On Bondal's counterexample to the Jordan-Hölder property: non-extendability
This post continues the discussion of Bondal's counterexample from A simple counterexample to the Jordan-Hölder property for derived categories. We will reuse the notation.
Non-extendability Now we get to the interesting part. The preprint does not really mention how one checks that the exceptional object cannot be extended to an exceptional collection. To do this, we will check in the (numerical) Grothendieck group that the left orthogonal of the exceptional object does not contain a numerically exceptional object, hence definitely not an exceptional object. So we consider the semiorthogonal decomposition \begin{equation} \mathbf{D}^{\mathrm{b}}(A)=\left\langle P^\perp,P \right\rangle \end{equation} where $P^\perp=\{M\in\mathbf{D}^{\mathrm{b}}(A)\mid\operatorname{Hom}_{\mathbf{D}^{\mathrm{b}}(A)}(M,P)=0\}$ is the left orthogonal of the object $P$. Because the Grothendieck group is an additive invariant of a triangulated category, we get that $\operatorname{K}_0(A)=\operatorname{K}_0(P^\perp)\oplus\operatorname{K}_0(k)$.
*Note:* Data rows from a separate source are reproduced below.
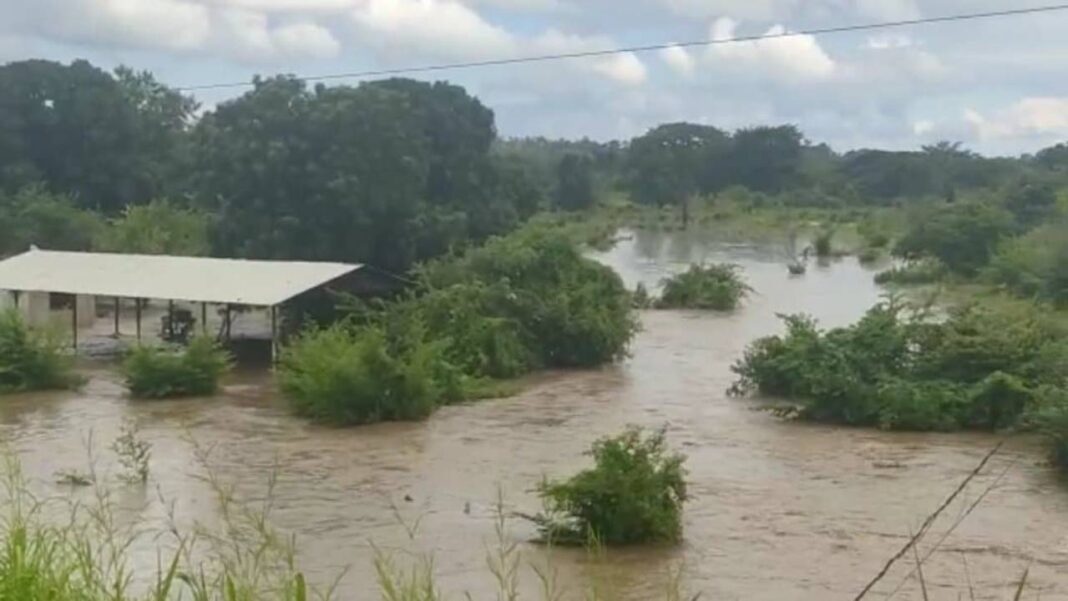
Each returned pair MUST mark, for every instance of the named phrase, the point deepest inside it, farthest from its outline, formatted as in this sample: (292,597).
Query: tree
(575,184)
(961,236)
(158,227)
(81,132)
(675,161)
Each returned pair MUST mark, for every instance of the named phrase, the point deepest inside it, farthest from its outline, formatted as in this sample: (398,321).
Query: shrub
(914,273)
(961,236)
(348,376)
(568,311)
(718,287)
(31,359)
(979,367)
(634,493)
(822,244)
(158,373)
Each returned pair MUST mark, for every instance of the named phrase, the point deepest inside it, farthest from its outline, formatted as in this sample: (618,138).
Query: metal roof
(262,283)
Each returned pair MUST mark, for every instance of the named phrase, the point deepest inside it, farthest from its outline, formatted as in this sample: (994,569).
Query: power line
(654,47)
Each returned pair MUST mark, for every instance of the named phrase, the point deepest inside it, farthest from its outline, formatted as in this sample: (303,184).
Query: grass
(156,373)
(32,359)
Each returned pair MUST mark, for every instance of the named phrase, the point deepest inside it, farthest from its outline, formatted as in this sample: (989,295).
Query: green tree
(766,159)
(158,227)
(963,236)
(34,216)
(575,183)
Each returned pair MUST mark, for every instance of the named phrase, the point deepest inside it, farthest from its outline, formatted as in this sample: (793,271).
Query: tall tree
(79,131)
(767,159)
(674,161)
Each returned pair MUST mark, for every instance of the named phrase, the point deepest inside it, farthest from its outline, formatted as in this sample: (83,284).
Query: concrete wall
(35,307)
(87,311)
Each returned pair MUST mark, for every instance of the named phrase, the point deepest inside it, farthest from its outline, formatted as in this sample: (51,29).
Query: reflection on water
(780,510)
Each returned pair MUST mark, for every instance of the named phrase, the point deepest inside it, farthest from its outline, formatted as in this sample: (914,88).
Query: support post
(273,334)
(229,323)
(74,323)
(170,320)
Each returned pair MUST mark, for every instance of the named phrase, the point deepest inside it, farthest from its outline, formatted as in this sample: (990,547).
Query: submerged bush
(31,359)
(977,368)
(348,376)
(915,273)
(633,493)
(160,373)
(717,287)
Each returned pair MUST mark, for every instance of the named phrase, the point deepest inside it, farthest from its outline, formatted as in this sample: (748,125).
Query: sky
(998,85)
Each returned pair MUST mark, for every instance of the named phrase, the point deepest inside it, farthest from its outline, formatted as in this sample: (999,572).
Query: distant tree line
(396,171)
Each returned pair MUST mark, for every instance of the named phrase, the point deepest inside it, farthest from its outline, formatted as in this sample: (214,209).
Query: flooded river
(780,511)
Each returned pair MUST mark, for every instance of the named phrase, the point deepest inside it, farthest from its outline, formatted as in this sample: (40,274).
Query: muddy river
(780,510)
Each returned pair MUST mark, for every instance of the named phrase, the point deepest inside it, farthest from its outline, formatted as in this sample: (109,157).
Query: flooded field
(780,510)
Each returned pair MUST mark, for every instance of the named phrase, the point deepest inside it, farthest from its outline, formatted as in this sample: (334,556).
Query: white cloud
(624,68)
(1029,117)
(441,28)
(756,10)
(173,25)
(798,57)
(678,59)
(890,41)
(889,10)
(305,40)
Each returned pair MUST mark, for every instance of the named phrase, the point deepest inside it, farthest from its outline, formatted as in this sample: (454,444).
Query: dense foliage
(158,227)
(633,494)
(979,367)
(346,376)
(521,302)
(31,359)
(717,287)
(158,373)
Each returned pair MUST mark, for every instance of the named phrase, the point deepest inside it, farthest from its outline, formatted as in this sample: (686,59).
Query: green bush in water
(349,376)
(717,287)
(160,373)
(32,359)
(978,367)
(633,493)
(566,311)
(823,243)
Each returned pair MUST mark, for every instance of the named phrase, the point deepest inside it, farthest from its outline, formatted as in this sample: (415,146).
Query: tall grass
(32,359)
(158,373)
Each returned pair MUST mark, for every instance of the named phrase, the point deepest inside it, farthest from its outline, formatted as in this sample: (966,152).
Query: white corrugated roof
(262,283)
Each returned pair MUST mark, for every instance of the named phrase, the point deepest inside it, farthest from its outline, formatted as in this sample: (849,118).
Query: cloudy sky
(1000,85)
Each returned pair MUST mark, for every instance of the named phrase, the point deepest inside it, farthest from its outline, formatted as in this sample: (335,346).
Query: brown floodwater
(780,511)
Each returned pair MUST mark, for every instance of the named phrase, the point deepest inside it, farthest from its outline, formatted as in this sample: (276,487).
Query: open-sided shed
(219,281)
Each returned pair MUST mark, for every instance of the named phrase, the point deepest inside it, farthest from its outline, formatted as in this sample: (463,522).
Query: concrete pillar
(36,307)
(87,311)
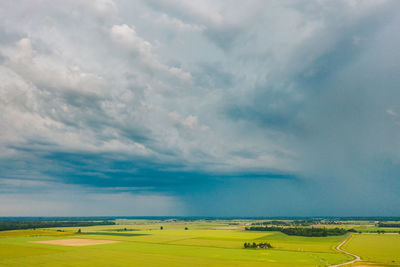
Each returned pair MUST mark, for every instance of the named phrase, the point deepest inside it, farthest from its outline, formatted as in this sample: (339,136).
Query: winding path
(357,258)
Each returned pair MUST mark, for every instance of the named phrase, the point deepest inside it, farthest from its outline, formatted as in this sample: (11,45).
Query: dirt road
(357,258)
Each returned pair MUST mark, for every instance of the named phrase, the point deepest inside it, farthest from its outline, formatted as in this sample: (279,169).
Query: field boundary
(356,257)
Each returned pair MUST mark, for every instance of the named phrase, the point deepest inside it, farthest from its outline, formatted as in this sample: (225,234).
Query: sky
(199,108)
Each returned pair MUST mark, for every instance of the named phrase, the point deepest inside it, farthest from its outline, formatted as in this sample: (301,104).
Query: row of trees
(381,224)
(301,231)
(257,245)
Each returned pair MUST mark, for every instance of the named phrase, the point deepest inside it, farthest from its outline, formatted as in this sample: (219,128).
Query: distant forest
(24,224)
(388,224)
(301,231)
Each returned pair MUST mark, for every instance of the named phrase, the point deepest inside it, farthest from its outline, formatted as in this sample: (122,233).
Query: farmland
(184,243)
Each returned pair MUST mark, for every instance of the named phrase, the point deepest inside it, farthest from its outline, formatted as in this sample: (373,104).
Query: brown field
(76,242)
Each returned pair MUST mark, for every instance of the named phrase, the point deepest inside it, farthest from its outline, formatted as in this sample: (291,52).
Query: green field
(142,243)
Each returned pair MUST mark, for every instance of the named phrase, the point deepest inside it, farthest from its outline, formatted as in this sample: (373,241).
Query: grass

The Euler form $\chi$ on $\operatorname{K}_0(A)$ is the bilinear form given by \begin{equation} \chi([M],[N])=\sum_{i=-\infty}^{\infty}(-1)^i\dim_k\operatorname{Hom}_{\mathbf{D}^{\mathrm{b}}(A)}(M,N[i]). \end{equation} for objects $M,N\in\mathbf{D}^{\mathrm{b}}(A)$. Hence an exceptional object $E$ has $\chi(E,E)=1$, and a numerically exceptional object will be any object $M$ for which $\chi(M,M)=1$.
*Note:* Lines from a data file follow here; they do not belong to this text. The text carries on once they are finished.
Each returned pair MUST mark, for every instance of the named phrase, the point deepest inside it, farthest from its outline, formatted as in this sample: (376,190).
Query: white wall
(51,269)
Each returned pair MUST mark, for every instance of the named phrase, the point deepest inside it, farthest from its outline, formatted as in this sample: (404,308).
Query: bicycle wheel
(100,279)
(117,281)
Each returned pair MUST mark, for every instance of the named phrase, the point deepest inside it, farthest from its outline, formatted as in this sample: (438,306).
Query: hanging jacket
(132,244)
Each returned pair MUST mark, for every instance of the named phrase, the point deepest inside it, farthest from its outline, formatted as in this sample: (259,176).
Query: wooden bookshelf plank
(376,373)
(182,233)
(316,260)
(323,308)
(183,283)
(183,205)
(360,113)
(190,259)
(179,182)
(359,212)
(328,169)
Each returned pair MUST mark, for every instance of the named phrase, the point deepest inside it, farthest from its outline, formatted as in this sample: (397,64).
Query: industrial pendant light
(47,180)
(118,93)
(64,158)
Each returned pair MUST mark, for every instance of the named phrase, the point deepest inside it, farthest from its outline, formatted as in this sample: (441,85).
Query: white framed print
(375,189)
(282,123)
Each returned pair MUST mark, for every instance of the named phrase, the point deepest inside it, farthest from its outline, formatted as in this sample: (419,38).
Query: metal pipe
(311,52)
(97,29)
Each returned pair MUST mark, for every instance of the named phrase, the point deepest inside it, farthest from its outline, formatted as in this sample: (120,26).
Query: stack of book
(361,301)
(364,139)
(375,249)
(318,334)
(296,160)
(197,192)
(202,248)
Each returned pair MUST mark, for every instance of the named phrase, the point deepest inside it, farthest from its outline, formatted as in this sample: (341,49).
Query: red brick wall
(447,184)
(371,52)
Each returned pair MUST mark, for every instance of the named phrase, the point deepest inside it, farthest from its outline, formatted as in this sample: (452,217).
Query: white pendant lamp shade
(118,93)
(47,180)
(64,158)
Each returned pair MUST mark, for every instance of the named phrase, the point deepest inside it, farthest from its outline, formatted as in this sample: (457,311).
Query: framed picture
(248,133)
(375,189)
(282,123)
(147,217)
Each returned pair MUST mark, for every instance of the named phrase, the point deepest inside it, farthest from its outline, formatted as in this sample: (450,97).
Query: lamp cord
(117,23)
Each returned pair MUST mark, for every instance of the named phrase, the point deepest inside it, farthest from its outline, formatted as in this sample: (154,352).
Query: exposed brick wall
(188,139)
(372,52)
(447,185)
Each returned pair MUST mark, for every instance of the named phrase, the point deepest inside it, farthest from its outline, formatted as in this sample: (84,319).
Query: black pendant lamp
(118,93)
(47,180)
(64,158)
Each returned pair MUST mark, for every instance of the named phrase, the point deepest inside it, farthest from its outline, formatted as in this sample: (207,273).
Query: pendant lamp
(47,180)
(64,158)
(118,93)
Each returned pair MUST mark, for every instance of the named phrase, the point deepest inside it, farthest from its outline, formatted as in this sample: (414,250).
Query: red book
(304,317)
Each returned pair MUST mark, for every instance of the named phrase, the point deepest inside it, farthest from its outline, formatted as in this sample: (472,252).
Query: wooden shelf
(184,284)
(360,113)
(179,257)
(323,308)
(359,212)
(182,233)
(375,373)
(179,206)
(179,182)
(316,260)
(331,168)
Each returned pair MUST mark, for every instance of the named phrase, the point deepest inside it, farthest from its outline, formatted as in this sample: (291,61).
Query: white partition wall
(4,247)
If we take the full exceptional collection $(P_1,P_2,P_3)$ of indecomposable projectives as a basis for the Grothendieck group, then the Euler form is described by the Cartan matrix, and in this case it is readily seen (by counting the number of paths in the quiver) to be \begin{equation} M= \begin{pmatrix} 1 & 2 & 2 \\ 0 & 1 & 2 \\ 0 & 0 & 1 \end{pmatrix}. \end{equation}
If you like QPA, CartanMatrix(A)
will also tell you this.
Now we wish to express the Euler form in a basis which contains the class of the exceptional object $P$. To do this, we need to first express $[P]$ in terms of the $[P_i]$. For this we need a projective resolution, or take the shortcut using dimension vectors. If we go for the projective resolution we can again use QPA: and from (or using dimension vectors), we get \begin{equation} [P]=[P_2]-[P_1]-[P_3], \end{equation} so $[P]=(-1,1,-1)$. Now we need to find two vectors in $\operatorname{K}_0(A)$ (or just even in $\operatorname{K}_0(A)\otimes\mathbb{Q}$) which are orthogonal to $(-1,1,-1)$. Let us take $c_1=(1,-1,0)$ and $c_2=(-1,0,1)$. We want to use these three vectors as our new basis for $\operatorname{K}_0(A)$, and express the Euler form in this basis. If we denote the change of base matrix \begin{equation} Q= \begin{pmatrix} 1 & 1 & -1 \\ -1 & 0 & 1 \\ 0 & -1 & -1 \end{pmatrix} \end{equation} then \begin{equation} Q^{\mathrm{t}}MQ= \begin{pmatrix} 0 & 1 & 0 \\ -1 & 0 & 0 \\ 0 & 0 & 1 \end{pmatrix} \end{equation} for the basis $(c_1,c_2,[P])$. The submatrix on $c_1$ and $c_2$ defines a skew-symmetric bilinear form, which is the Euler form on $\operatorname{K}_0(P^\perp)$. But for such a skew-symmetric bilinear form we have that $\chi|_{\operatorname{K}_0(P^\perp)}(E,E)=0$, so there are no numerically exceptional objects in the category $P^\perp$!